RE: Writing intermediate data

Posted by Bikas Saha <bi...@apache.org>.

If you want to go down this path then it may be easier for you to follow Sid’s comments about changing the existing intermediate Inputs/Outputs in order to make this happen. That may be far less work than writing your own IOs from scratch and dealing with Datamovement events and other details. This would be the way forward if you want to quickly hack up something to experiment with or demo.

However, if you are looking at this for something more stable and long term, then the following plan might be an overall better approach. Today the intermediate data Tez Inputs and Outputs (OrderedGroupedKVInput, OrderedPartitionedKVOutput etc.) are doing 2 things

1)      Logical data partitioning for outputs and logical data merging for inputs

2)      Physical data writing for outputs and physical data reading for inputs.

In the above, 1) is a common operation because its logical and has identical semantics regardless of environment while 2) is potentially a pluggable environment specific activity. So we consider a project where we refactor 2) in the our existing Inputs/Outputs to put them behind an interface with the default being the current local file writer and HTTP reader. Then, going forward the core logical part of these Inputs/Outputs becomes reusable and retargetable to different physical targets – e.g. in-memory HDFS, or Tachyon or NFS or S3 etc.

Thoughts?

Bikas

From: Raajay [mailto:raajay.v@gmail.com] 
Sent: Tuesday, December 8, 2015 5:50 PM
To: user@tez.apache.org
Subject: Re: Writing intermediate data

Thanks for the valuable inputs.

A quick clarification : 

" - Tez uses DataMovementEvents to inform the downstream vertex on where to pull data from. This information handshake is part of the Input/Output pair implementation."
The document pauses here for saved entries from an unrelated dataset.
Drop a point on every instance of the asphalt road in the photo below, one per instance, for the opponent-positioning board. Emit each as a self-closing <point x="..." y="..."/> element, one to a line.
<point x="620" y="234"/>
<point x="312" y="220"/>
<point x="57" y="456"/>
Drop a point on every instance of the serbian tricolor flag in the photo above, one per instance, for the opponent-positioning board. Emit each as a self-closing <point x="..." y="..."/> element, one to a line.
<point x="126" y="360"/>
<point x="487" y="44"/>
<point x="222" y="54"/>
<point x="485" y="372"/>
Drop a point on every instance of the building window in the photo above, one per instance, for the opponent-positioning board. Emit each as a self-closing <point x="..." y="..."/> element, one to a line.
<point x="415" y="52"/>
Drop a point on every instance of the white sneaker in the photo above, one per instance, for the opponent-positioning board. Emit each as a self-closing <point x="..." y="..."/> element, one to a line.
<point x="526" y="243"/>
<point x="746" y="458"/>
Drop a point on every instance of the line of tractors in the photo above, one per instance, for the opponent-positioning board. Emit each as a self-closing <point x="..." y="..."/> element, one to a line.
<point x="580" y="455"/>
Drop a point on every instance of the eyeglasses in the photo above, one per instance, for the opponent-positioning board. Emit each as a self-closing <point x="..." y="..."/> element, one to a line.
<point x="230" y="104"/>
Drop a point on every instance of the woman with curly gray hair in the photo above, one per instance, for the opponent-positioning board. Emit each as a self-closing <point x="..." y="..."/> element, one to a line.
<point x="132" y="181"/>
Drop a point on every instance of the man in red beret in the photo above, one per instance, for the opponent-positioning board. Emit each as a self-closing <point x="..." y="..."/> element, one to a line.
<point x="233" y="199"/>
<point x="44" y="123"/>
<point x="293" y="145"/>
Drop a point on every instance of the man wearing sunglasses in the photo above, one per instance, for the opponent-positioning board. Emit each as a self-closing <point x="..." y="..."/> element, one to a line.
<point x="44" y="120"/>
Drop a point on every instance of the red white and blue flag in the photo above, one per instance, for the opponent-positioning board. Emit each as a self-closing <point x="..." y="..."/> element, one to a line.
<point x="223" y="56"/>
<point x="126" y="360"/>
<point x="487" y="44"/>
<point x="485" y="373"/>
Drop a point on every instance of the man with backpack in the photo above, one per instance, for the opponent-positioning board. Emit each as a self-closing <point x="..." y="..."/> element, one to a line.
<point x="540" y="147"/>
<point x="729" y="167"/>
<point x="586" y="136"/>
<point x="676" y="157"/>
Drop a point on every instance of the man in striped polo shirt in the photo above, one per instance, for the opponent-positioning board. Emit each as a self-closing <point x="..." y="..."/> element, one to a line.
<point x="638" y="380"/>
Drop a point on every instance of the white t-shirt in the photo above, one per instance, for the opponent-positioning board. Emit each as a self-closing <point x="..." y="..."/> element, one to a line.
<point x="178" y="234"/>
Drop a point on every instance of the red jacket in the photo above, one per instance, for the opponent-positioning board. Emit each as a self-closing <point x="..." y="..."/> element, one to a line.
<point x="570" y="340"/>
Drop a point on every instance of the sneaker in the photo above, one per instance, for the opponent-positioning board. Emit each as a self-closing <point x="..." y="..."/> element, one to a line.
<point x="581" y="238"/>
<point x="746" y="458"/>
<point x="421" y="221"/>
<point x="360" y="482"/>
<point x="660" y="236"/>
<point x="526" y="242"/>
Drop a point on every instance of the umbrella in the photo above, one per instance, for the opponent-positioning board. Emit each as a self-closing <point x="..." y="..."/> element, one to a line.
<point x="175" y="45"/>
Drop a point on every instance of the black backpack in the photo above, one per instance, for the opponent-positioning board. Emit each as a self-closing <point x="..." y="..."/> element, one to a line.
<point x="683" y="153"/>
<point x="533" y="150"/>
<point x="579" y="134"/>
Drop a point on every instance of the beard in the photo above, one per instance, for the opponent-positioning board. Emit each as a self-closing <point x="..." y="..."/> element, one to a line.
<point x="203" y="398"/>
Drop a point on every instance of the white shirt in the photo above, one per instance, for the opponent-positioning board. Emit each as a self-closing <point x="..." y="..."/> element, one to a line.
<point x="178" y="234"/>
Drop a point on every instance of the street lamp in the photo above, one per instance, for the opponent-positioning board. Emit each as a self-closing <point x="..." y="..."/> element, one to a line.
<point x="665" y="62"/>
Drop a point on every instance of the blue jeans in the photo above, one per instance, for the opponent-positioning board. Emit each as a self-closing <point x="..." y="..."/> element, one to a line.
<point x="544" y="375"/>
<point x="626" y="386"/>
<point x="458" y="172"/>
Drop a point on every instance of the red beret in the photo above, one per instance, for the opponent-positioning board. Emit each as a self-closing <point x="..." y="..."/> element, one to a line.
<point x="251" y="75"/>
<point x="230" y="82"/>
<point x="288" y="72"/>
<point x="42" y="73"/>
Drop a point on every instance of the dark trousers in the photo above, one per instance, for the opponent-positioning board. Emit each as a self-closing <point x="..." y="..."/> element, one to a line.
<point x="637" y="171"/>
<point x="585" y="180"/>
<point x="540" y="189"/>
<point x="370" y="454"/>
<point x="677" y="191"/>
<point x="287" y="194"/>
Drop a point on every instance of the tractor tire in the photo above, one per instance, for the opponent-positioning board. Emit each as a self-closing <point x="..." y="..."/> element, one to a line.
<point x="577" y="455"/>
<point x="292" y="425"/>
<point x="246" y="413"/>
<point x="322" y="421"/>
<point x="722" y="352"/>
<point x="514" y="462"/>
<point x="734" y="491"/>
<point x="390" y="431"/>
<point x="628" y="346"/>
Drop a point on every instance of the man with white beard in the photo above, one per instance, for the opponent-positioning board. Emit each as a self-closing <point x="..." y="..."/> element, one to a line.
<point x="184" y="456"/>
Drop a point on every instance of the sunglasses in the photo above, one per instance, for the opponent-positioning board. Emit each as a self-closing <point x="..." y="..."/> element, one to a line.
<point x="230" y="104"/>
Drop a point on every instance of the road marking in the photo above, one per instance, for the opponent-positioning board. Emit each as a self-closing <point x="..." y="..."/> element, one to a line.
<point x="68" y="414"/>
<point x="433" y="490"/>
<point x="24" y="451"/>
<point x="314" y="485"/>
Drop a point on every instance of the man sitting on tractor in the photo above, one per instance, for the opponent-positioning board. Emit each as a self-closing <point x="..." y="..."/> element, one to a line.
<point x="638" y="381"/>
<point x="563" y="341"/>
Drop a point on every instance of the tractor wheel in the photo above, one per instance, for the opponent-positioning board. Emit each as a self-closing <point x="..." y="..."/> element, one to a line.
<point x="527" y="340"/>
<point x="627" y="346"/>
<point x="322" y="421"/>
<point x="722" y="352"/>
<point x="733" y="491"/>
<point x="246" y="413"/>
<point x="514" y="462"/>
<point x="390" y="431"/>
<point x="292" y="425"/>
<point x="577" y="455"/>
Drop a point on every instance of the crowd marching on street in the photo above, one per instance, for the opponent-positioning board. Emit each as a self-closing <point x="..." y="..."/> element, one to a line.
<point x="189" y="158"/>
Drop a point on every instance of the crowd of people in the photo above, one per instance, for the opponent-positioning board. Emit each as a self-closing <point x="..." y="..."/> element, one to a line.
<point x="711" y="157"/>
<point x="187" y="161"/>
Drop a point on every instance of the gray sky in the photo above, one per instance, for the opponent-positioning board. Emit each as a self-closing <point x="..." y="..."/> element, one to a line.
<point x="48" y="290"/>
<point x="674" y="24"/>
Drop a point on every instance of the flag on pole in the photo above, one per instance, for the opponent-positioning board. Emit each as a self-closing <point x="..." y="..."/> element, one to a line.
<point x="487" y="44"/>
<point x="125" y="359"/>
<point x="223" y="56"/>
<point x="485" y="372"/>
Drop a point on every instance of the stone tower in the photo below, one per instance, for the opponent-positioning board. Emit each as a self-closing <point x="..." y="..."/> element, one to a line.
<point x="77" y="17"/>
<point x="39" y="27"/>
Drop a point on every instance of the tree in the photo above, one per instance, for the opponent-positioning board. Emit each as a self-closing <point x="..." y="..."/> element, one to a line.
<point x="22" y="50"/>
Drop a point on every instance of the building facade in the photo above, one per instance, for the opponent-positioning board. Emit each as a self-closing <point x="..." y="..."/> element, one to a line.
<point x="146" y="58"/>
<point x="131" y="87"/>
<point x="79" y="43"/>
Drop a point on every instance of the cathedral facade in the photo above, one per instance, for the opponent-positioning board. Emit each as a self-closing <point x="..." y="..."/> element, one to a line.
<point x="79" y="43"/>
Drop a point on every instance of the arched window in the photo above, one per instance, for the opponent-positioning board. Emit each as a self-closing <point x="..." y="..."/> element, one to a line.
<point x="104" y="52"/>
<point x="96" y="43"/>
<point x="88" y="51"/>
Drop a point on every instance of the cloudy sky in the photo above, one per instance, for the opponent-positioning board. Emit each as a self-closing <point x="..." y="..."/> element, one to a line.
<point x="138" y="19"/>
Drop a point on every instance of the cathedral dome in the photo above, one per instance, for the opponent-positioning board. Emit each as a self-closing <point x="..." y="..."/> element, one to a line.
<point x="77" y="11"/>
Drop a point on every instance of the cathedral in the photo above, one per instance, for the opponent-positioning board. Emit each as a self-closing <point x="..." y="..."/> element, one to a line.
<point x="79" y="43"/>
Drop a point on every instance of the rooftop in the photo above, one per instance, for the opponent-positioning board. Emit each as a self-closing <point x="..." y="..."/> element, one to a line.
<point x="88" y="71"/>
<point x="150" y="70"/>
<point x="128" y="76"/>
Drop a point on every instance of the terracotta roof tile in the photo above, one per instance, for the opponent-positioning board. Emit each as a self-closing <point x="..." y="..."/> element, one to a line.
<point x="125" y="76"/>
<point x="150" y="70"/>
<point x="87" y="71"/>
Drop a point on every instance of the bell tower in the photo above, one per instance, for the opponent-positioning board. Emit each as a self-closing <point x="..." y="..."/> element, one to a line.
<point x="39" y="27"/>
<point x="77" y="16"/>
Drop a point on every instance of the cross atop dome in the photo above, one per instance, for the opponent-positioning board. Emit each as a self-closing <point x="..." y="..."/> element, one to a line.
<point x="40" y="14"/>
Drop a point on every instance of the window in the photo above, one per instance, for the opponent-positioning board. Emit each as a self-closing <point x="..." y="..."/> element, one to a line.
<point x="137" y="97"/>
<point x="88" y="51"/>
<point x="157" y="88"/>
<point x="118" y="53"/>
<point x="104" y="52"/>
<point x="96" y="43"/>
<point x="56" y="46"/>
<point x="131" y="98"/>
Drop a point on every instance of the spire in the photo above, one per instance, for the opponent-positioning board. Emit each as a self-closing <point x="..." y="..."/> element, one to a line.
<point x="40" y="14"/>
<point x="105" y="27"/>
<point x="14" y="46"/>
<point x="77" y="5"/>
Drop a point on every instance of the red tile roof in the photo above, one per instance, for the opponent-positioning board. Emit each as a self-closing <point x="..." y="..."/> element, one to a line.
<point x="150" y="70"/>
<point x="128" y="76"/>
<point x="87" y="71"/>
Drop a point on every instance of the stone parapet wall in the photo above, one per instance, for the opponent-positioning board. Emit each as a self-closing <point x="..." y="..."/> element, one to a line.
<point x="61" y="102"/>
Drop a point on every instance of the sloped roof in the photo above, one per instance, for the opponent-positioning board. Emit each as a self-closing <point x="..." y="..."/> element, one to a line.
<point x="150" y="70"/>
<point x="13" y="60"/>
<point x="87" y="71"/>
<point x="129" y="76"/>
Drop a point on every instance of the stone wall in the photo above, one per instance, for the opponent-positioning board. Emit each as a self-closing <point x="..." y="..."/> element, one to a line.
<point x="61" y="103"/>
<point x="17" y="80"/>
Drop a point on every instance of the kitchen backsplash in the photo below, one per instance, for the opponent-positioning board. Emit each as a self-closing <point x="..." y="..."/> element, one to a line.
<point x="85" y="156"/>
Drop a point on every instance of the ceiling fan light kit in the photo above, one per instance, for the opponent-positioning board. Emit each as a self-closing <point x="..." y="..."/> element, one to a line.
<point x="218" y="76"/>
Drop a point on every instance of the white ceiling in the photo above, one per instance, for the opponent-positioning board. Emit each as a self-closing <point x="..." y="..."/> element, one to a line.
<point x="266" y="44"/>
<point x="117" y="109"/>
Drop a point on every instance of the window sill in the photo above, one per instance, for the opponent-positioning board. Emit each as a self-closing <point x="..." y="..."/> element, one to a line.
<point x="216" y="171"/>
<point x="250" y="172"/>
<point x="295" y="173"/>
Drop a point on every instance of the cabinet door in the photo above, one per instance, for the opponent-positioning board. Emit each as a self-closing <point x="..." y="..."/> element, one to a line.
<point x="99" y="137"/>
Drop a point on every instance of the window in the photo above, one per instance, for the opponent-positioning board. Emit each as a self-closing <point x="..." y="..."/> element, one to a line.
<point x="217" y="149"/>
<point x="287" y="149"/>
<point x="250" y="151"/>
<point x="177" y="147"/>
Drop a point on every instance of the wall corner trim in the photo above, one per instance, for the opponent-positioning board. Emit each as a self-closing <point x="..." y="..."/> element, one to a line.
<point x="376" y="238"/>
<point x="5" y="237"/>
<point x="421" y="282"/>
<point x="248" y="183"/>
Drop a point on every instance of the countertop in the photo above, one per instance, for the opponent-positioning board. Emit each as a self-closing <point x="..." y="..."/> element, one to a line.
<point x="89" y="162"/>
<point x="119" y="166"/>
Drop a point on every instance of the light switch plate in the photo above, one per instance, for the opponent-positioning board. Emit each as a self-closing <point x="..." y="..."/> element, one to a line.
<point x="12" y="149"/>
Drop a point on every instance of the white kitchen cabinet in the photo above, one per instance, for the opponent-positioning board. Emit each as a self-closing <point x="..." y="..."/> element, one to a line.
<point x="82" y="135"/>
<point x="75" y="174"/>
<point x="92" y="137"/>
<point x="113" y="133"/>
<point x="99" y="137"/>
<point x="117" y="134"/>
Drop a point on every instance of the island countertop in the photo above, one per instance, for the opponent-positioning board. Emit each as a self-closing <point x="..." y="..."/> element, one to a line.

If the edges had type PERSISTED_RELIABLE, the information handshake is probably not needed. Is that right ? 

- Raajay

On Tue, Dec 8, 2015 at 6:17 PM, Hitesh Shah <hitesh@apache.org <ma...@apache.org> > wrote:

The other way to look at this problem is that for a given edge between 2 vertices, the data format and transfer mechanism is governed by the Output of the upstream vertex and the Input of the downstream vertex. You can potentially write your own Input and Output pair that work with HDFS or tachyon for intermediate data but there are a few things to be aware of:
   - Depending on the operator, the data is expected to be potentially partitioned and/or sorted. This will drive how you store and read data
   - Tez uses DataMovementEvents to inform the downstream vertex on where to pull data from. This information handshake is part of the Input/Output pair implementation.
   - The failure systems also change depending on the kind of storage. Today, most edges uses type PERSISTED. This means that the data can survive the container going away but not if the node/machine disappears. If using HDFS, that would become type PERSISTED_RELIABLE. This means that the data is always reliably available ( even if the node on which the data was generated disappears ). I don’t believe this is handled yet so that would be a new enhancement to Tez to fix the failure semantics for such an edge.

If you are using Hive, this would mean making changes to Hive too to change the DAG plan as needed.

thanks
— Hitesh

On Dec 8, 2015, at 3:54 PM, Siddharth Seth <sseth@apache.org <ma...@apache.org> > wrote:

> Using hdfs (or a filesystem other than local) is not supported yet. tmpfs would be your best bet in that case - we have tested with this before, but this has capacity limitations, and mixing tmpfs with regular disks does not provide a deterministic mechanism of selecting memory as the intermediate storage.
> Not sure if tachyon has an nfs interface to access it - otherwise that could have been an option.
>
> We have made simple changes in the past to use HDFS for shuffle - primarily as experiments. None of that is available as patches, but IIRC - the changes were not very complicated. This would involve changing the fetcher to skip HTTP and use a pre-determined path on a specified filesystem to fetch data. Also, the producer to write out to a specific path on a non-local FileSystem.
>
> On Mon, Dec 7, 2015 at 11:57 AM, Raajay <raajay.v@gmail.com <ma...@gmail.com> > wrote:
> I wish to setup a Tez data analysis framework, where the data resides in memory. Currently, I have tez (and also Hive) setup such that it can read from an in-memory filesystem like Tachyon.
>
> However, the intermediate data is still written to disk at the each processing node. I considered writing to tmpfs, however, such a setup does not fall back to disk gracefully.
>
> Does Tez have an interface to write intermediate data to HDFS like filesystem ? If yes, what are the settings ?
>
> Does setting "yarn.nodemanager.local-dirs" to some HDFS or Tachyon URI suffice ?
>
> Thanks,
> Raajay
>

Re: Writing intermediate data

Posted by Hitesh Shah <hi...@apache.org>.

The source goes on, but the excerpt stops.